"Um, it's hazy. I remember being in the hospital. Everything before that is fuzzy. Why, is there something you want me to remember?" I asked. Jungkook moved me off him and sat up.

"Well...there's something I told you that caused you to pass out and whatnot. The doctor told me not to do or say anything to you that'll have something like that happen again, because if I do, the result will be worse. But I really think I should tell you again because it's hurting me inside."

"Well, if you're hurting, I think you should tell me. Like I said before, we have to be 100 percent honest with each other." I was nervous to say the least. "Please, don't get to upset. I can't afford to lose you because of this." Jungkook said walking around the room.

"You won't lose me KooKoo. I promise." I said walking behind him and hugging him from behind. "So, there's been many times where I could be...creepy. How I stalked you day and night. And other things. I know you think I'm crazy....insane even...."

"You being that way is why I love you Kookie." I said resting my head on his back. "I was creeped out by you and scared, but thats just a part of who you are. I've learned to love that part of you." I said. I felt Jungkook grab my hands. "And this is why I'm telling you this. I am pretty crazy. But you brought that out of me. You realize there hasn't been any killings since we met? Well a little later after we met?"
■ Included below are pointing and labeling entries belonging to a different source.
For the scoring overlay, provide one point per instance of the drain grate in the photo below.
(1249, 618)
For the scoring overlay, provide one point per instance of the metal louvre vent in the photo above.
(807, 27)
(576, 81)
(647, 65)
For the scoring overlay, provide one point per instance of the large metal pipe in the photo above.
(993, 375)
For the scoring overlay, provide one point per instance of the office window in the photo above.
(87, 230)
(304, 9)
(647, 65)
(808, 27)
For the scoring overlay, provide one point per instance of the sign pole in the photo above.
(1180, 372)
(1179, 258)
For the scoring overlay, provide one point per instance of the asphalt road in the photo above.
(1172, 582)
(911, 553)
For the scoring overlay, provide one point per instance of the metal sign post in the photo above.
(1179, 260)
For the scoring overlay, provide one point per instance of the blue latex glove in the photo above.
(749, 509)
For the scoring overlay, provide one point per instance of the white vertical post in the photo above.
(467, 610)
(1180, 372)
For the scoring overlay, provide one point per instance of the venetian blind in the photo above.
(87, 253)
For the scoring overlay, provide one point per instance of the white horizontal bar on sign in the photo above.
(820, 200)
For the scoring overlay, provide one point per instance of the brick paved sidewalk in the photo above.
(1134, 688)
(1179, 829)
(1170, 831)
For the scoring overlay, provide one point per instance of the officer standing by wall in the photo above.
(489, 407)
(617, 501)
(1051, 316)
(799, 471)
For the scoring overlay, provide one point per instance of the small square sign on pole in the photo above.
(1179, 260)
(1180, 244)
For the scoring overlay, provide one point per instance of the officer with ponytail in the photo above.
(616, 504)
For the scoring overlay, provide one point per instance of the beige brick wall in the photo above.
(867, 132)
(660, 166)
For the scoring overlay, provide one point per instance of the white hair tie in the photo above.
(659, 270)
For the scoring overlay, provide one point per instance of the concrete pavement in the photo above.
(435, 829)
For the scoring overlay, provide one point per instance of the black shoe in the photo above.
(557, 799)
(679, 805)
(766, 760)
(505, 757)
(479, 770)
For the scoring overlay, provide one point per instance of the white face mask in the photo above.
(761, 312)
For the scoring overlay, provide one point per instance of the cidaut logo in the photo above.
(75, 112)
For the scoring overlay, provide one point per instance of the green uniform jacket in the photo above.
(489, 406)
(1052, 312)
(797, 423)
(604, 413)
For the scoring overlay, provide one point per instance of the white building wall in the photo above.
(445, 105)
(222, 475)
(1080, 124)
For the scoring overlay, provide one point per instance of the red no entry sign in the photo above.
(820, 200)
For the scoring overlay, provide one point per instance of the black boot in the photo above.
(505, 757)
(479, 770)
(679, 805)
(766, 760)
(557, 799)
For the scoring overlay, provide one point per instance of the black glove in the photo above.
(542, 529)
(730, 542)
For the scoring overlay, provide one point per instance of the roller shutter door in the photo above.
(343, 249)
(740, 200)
"Well yeh. I just thought they got caught or something. Many people has been posting about it too. Why?" I said letting him go. Jungkook turned around and held my hands to his chest. "It's because you made me stop."

"I made you stop? Stop what?" I already knew what he was talking about, but I wanted to hear him say it. "Everything. Hunting. Every living thing. Murdering. Finding people. Watching them. Observing them. Killing them." Jungkook didn't look away from me at all.

I knew this was the outcome of your relationship. It was obvious. He stalked me for goodness sake. "Why didn't you kill me? I know you had to at least think about it. Why didn't you?" I asked wrapping my arms around his neck.

"Because I was in love with you. The night I took your virginity, I wanted to kill you right then and there. But seeing you sleep so peacefully made me want to see you like that all the time. I wanted to wake up to your beautiful face. I wanted to continue seeing you smile and be happy. I know I took advantage of you, it wasn't my intention. You just have this effect on me. You make me want to explode. You make me so happy. And me being happy drew me away from my bad ways. And seeing you happy made me want to be better for you."

Jungkook started to cry. He wrapped his arms around my waist tightly as if I were to fade away the moment he'd let go. I wiped his tears with my thumbs. "There's no need to cry Kookie. I still love you."

"I'm so sorry for lying to you all this time hyung. You said that if we aren't honest with each other, our relationship will end horribly. Is that true?" Jungkook cried and cried putting his head in my shoulder. "No Jungkook. I won't leave you."

"You're not gonna break up with me? It's okay if you do. I understand if you don't want to be with someone like me. I won't kill you hyung. I gave it up to keep you with me. I gave my father all the tools I used after you passed out from the first time I told you. You don't have to worry about the cutlery, it's not strong enough. I've tried on myself, many times."

"I won't break up with you. You're my first. And I love you. I'm upset that you lied about it. But nothing bad is going to happen. Plus if you are telling the truth about giving it all to your father then I have nothing to worry about right?"

"Yes Jimin-ssi. I gave everything all back to my father. I'm crazy about you Jimin-ah. I don't want anything to ruin hyung's love for me." Jungkook kept crying holding my hands. "I get it. You can stop crying Kookie. Nothing will ruin the love I have for you. I've loved you all this time, and I will continue to. My heart grows bigger for you every day."

"How could you tell me not to cry and you're crying hyung?" Jungkook asked wrapping his arms around my waist. "I don't know. I'm just glad that you finally told me." Jungkook pulled me close to him and kissed my lips.

He made out with me, with our tears falling like waterfalls. "Ju-Jungkook-ah~Jungkook stop." I said pulling away. "Why?" Jungkook asked continuing to kiss on me. "Because I don't want you." Jungkook suddenly stopped and backed away.

He eyes started welling up with tears again. "Are you serious? You don't want me? After everything you just said? Jimin, I'm too vulnerable right now. My heart will explode." Jungkook cried and cried.

"I'm joking babe. I just like seeing you cry. I haven't before." I lifted my arms and Jungkook picked me up with a smile, kissing all over my face.